After calculation, it is necessary to ensure that a sample contains all the information within one cycle of bearing rotation, and there must be at least 400 sampling points in a sample. In this experiment, a sample contains 2048 sampling points, with 80 samples for each fault type. Therefore, the data size is 80 × 2048 = 163,840, and the total number of samples at each speed is 10 × 80 = 800, as shown in Table 2.
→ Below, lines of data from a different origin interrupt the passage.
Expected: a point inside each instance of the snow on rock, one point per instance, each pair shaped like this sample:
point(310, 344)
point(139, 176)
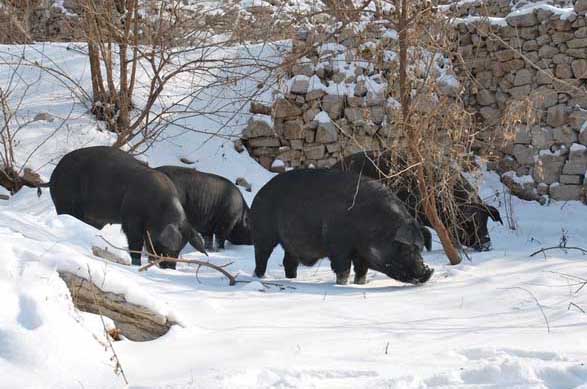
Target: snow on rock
point(322, 117)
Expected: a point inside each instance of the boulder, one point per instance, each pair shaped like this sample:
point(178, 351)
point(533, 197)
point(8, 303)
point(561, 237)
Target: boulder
point(333, 105)
point(524, 154)
point(548, 168)
point(565, 192)
point(579, 67)
point(258, 126)
point(557, 115)
point(314, 151)
point(283, 108)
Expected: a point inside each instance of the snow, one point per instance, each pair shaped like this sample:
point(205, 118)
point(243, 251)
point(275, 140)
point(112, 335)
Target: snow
point(525, 179)
point(322, 117)
point(494, 21)
point(471, 325)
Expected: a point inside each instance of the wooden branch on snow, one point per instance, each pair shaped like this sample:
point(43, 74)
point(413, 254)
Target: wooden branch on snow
point(558, 248)
point(109, 256)
point(135, 322)
point(160, 258)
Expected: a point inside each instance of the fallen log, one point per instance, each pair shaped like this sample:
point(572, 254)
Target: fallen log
point(104, 253)
point(135, 322)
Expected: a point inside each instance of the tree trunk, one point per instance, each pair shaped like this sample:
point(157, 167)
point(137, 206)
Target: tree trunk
point(135, 322)
point(414, 135)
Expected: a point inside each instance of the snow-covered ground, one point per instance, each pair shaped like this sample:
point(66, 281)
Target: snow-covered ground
point(502, 320)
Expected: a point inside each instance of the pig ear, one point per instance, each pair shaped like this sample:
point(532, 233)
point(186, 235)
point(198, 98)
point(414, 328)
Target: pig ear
point(197, 242)
point(494, 214)
point(427, 238)
point(171, 237)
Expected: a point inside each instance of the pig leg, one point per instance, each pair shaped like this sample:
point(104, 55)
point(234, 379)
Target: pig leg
point(220, 239)
point(134, 236)
point(360, 267)
point(341, 265)
point(290, 264)
point(208, 241)
point(223, 231)
point(263, 250)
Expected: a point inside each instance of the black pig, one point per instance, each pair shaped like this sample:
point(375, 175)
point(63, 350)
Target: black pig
point(213, 205)
point(471, 216)
point(103, 185)
point(317, 213)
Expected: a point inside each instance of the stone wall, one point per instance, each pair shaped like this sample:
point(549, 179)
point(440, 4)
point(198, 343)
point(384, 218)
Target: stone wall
point(539, 57)
point(335, 101)
point(39, 21)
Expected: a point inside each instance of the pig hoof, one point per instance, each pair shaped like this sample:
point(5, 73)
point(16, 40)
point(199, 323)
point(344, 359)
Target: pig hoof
point(342, 278)
point(361, 280)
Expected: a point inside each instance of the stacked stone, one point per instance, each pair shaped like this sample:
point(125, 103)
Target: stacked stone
point(539, 54)
point(496, 8)
point(336, 104)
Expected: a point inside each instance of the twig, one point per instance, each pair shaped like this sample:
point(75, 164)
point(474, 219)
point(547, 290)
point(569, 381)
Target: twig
point(160, 258)
point(576, 306)
point(559, 248)
point(118, 367)
point(267, 284)
point(582, 281)
point(537, 303)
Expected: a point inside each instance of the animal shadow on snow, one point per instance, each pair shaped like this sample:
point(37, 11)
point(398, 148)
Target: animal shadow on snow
point(317, 280)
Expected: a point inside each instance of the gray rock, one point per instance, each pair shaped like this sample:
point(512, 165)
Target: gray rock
point(564, 135)
point(563, 71)
point(283, 108)
point(333, 105)
point(355, 115)
point(557, 115)
point(524, 154)
point(264, 142)
point(377, 114)
point(293, 129)
point(326, 133)
point(299, 85)
point(523, 135)
point(542, 138)
point(305, 69)
point(333, 147)
point(258, 107)
point(241, 181)
point(258, 127)
point(519, 92)
point(297, 144)
point(361, 88)
point(354, 101)
point(571, 179)
point(547, 52)
point(577, 119)
point(548, 168)
point(544, 97)
point(290, 155)
point(314, 151)
point(522, 20)
point(565, 192)
point(579, 67)
point(315, 94)
point(577, 43)
point(485, 97)
point(523, 77)
point(490, 114)
point(375, 99)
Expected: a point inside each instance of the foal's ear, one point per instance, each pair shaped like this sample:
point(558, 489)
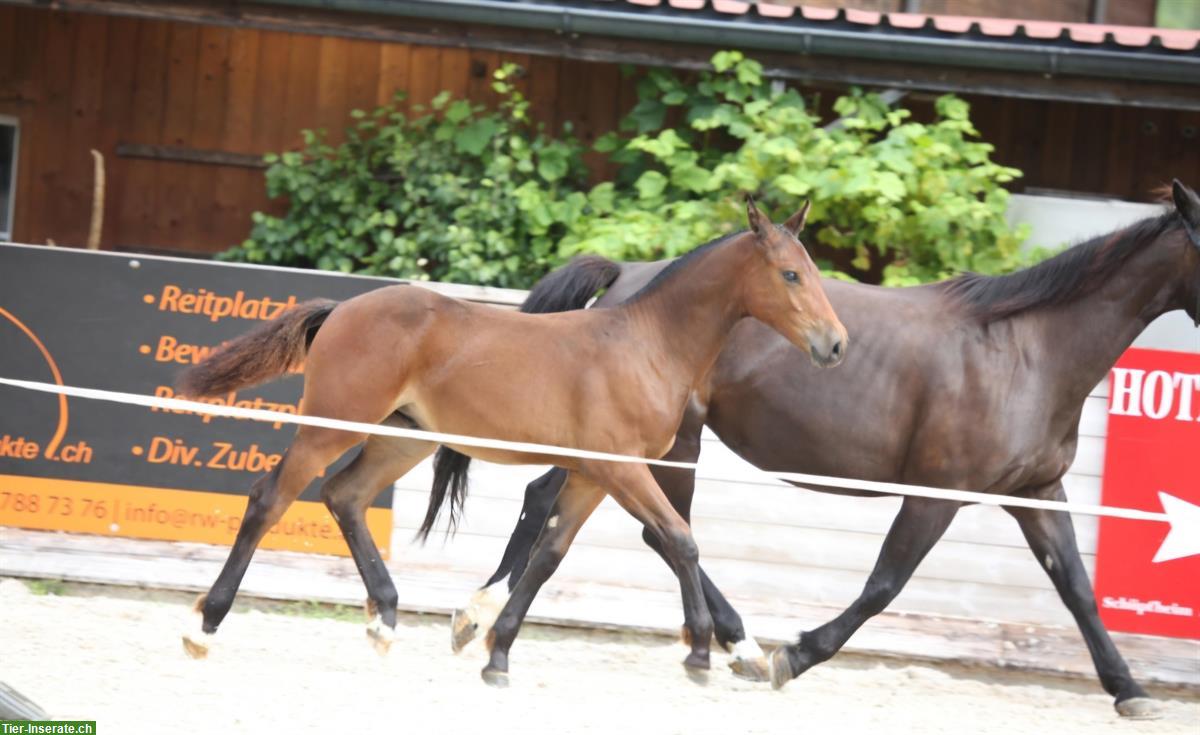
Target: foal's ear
point(759, 221)
point(795, 223)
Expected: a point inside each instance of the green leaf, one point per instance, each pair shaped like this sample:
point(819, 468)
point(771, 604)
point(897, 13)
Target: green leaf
point(474, 137)
point(651, 185)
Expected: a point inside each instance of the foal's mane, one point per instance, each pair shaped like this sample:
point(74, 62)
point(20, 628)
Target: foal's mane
point(678, 266)
point(1062, 279)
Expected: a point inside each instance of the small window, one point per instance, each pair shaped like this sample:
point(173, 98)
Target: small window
point(7, 174)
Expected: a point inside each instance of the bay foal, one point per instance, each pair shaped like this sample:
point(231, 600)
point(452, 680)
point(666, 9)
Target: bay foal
point(615, 380)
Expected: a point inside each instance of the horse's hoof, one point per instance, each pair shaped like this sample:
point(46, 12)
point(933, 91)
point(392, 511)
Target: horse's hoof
point(699, 676)
point(381, 635)
point(196, 645)
point(749, 662)
point(495, 677)
point(462, 631)
point(697, 665)
point(1139, 707)
point(780, 668)
point(757, 669)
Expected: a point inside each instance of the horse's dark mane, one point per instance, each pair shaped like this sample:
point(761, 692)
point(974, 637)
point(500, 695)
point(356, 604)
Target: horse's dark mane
point(679, 264)
point(1065, 278)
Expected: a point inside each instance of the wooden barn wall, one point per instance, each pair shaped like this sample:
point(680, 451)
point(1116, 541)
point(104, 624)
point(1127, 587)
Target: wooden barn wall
point(78, 82)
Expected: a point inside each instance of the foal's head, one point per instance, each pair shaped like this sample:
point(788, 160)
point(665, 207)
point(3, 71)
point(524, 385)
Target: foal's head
point(1187, 204)
point(783, 288)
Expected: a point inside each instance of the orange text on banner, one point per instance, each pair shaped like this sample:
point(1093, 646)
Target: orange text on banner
point(133, 511)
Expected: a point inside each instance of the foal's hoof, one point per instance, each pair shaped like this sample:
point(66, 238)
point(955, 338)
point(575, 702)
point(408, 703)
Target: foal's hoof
point(1139, 707)
point(756, 669)
point(462, 629)
point(197, 645)
point(780, 668)
point(495, 677)
point(697, 665)
point(749, 661)
point(381, 635)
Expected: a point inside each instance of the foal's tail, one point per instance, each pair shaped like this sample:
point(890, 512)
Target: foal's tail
point(263, 353)
point(568, 288)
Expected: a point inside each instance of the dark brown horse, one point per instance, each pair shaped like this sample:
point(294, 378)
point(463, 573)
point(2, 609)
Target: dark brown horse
point(973, 383)
point(615, 380)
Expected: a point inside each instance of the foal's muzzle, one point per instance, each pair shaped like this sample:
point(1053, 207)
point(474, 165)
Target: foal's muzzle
point(827, 348)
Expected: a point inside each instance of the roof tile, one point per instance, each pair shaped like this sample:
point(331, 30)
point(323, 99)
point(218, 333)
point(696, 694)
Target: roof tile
point(1085, 34)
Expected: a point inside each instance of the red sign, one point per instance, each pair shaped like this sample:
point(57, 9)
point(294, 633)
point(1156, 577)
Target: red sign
point(1153, 448)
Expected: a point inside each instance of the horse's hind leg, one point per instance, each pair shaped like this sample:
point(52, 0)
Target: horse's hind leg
point(347, 495)
point(1051, 537)
point(576, 501)
point(913, 532)
point(486, 603)
point(311, 452)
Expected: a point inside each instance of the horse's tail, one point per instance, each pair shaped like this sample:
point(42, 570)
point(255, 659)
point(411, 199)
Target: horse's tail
point(568, 288)
point(263, 353)
point(571, 286)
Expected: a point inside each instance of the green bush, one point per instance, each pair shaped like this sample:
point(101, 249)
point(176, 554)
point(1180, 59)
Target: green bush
point(468, 195)
point(459, 193)
point(893, 199)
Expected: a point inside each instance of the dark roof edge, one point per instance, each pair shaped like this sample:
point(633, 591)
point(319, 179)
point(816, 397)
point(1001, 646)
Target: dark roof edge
point(1030, 55)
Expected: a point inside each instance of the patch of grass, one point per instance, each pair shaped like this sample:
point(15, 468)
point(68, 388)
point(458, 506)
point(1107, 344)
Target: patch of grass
point(309, 608)
point(47, 586)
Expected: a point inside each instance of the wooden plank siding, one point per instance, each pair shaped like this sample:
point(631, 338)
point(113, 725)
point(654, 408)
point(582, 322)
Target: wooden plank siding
point(78, 81)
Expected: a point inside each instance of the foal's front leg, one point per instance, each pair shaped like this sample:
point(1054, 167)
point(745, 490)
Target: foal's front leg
point(635, 489)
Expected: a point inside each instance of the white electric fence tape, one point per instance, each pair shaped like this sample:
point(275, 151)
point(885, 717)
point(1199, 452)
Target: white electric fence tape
point(1180, 542)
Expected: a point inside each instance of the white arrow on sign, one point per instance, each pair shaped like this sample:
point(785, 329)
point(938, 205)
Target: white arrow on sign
point(1183, 538)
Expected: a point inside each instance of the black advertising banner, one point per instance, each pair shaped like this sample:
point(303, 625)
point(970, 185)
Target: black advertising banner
point(131, 323)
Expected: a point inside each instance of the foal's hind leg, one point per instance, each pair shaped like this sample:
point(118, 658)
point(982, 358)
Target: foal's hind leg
point(576, 501)
point(913, 532)
point(487, 602)
point(347, 495)
point(312, 450)
point(749, 661)
point(1051, 537)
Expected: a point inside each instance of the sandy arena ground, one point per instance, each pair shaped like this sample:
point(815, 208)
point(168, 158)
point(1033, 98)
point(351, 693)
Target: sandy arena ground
point(114, 656)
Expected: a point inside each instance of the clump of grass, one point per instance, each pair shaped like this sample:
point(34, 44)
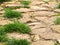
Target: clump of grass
point(3, 37)
point(25, 3)
point(12, 14)
point(57, 21)
point(17, 27)
point(56, 43)
point(58, 5)
point(17, 42)
point(1, 1)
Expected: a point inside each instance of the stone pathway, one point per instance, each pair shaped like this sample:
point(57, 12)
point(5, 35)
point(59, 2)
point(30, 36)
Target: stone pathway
point(40, 17)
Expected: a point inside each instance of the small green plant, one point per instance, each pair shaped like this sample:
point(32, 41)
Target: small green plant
point(3, 37)
point(17, 27)
point(12, 14)
point(58, 6)
point(25, 3)
point(58, 14)
point(56, 43)
point(57, 21)
point(1, 1)
point(17, 42)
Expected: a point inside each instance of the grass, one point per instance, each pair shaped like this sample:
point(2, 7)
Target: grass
point(56, 43)
point(25, 3)
point(12, 14)
point(17, 42)
point(17, 27)
point(57, 21)
point(1, 1)
point(3, 37)
point(58, 5)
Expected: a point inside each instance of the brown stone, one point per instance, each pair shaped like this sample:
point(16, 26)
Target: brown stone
point(56, 28)
point(43, 43)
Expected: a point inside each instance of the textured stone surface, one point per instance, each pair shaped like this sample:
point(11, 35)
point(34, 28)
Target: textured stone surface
point(43, 43)
point(56, 28)
point(40, 17)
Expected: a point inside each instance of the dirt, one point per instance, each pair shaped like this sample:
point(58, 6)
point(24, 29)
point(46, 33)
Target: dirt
point(40, 18)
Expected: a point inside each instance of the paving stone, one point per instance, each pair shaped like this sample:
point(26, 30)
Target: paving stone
point(18, 36)
point(50, 36)
point(39, 31)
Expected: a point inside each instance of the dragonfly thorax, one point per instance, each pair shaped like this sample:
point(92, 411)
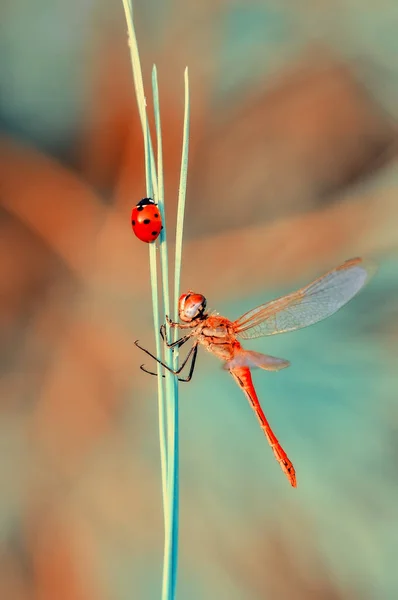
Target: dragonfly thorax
point(191, 306)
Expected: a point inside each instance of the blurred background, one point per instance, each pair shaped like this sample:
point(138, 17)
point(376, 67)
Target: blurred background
point(293, 169)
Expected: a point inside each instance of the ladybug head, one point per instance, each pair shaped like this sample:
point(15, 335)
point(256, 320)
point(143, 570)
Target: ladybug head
point(144, 202)
point(191, 306)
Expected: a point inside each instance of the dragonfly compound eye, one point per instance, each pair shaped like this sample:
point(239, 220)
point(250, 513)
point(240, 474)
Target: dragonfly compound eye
point(191, 306)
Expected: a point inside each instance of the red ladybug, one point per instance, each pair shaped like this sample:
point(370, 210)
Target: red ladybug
point(146, 220)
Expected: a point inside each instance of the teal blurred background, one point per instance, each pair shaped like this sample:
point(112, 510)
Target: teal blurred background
point(292, 170)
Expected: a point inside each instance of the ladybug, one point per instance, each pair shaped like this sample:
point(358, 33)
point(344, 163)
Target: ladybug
point(146, 220)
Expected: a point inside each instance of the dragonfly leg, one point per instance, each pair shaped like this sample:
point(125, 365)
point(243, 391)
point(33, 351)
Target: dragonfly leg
point(191, 369)
point(179, 325)
point(177, 343)
point(193, 351)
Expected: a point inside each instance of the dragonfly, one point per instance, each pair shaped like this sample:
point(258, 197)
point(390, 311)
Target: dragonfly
point(220, 336)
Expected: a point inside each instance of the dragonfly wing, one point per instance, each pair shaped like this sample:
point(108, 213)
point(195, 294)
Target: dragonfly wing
point(311, 304)
point(251, 359)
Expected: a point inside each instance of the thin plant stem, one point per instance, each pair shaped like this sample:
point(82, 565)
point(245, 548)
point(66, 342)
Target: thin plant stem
point(168, 391)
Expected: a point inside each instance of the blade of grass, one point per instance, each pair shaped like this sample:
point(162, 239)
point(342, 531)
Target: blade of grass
point(152, 191)
point(172, 415)
point(168, 419)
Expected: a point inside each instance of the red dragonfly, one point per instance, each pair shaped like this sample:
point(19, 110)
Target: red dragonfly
point(311, 304)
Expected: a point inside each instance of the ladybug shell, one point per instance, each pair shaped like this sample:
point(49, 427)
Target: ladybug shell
point(146, 220)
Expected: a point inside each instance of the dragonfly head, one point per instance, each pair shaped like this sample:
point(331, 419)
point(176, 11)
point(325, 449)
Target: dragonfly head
point(191, 306)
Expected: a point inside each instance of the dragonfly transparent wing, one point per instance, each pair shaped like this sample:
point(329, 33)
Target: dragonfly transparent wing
point(311, 304)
4.1.2. Experiment Results and Discussion

Experiments on transfer learning utilizing the CWRU dataset were carried out to provide further validation of the findings. The results highlighting the effectiveness of transfer learning are illustrated in Figure 6 and Table 3, where the notation 0→1 implies that the data from the 0 hp payload serve as the source domain while the 1 hp payload data act as the target domain. The findings revealed that SE-ResNet18 achieved superior accuracy across the majority of tasks, on the other hand, AlexNet excelled in tasks 0→2 and 3→0. Furthermore, the larger the variation in operational environments, the effectiveness of transfer learning diminishes. For instance, the accuracy rate of transfer learning for the 0-1 task stands at 98.38%; the performance of the 0-3 task falls below 90%, accounting for 88.62%.
The Friedman test was conducted for statistical significance testing. It is a rank-based test that assumes that the mean ranking of all samples is equal [32]. Specifically, different algorithms are first ranked on each dataset, and then the mean ranking of each algorithm on all datasets is calculated. If all algorithms have no performance difference, their average ranking of performance should be equal, so that we can choose a specific confidence interval to determine whether the difference is significant. The result of the Friedman test is p = 2.7883905124644845 × 10−5 < 0.05, which means there is significant difference between the four algorithms. The Nemenyi test was then performed for further analysis. As shown in Table 4, the results demonstrate that there are significant differences between the proposed model and every other models.
The influence of the proximity between the source and target domains on transfer learning outcomes is clearly demonstrated in Table 3. It suggests that domains positioned closer to each other yield superior performance in transfer learning and enhanced accuracy levels. Additionally, tasks related to 3 hp exhibit comparatively lower accuracy metrics. For instance, the transfer rate for the 0-2 task stands at 97%, whereas the 1-3 task achieves an accuracy of 92.26%.
Task 1/4, Task 2/5, and Tasks 3 and 6 represent two comparative experimental cohorts sharing identical inter-domain distances. The findings indicate that utilizing the 0 hp condition for transfer training from the initial dataset to the 1/2/3 hp settings leads to effective outcomes. there are 0/1/3 labels with an accuracy below 90, and when the source and target domains are exchanged, there are 1/2/3 labels with an accuracy below 90, as shown in Figure 7. The greatest inaccuracies are associated with experiments that involve three distinct working conditions for the horsepower. It can be inferred that a decrease in load correlates with an increase in the precision of transfer learning, indicating that a greater number of characteristics have been effectively conveyed.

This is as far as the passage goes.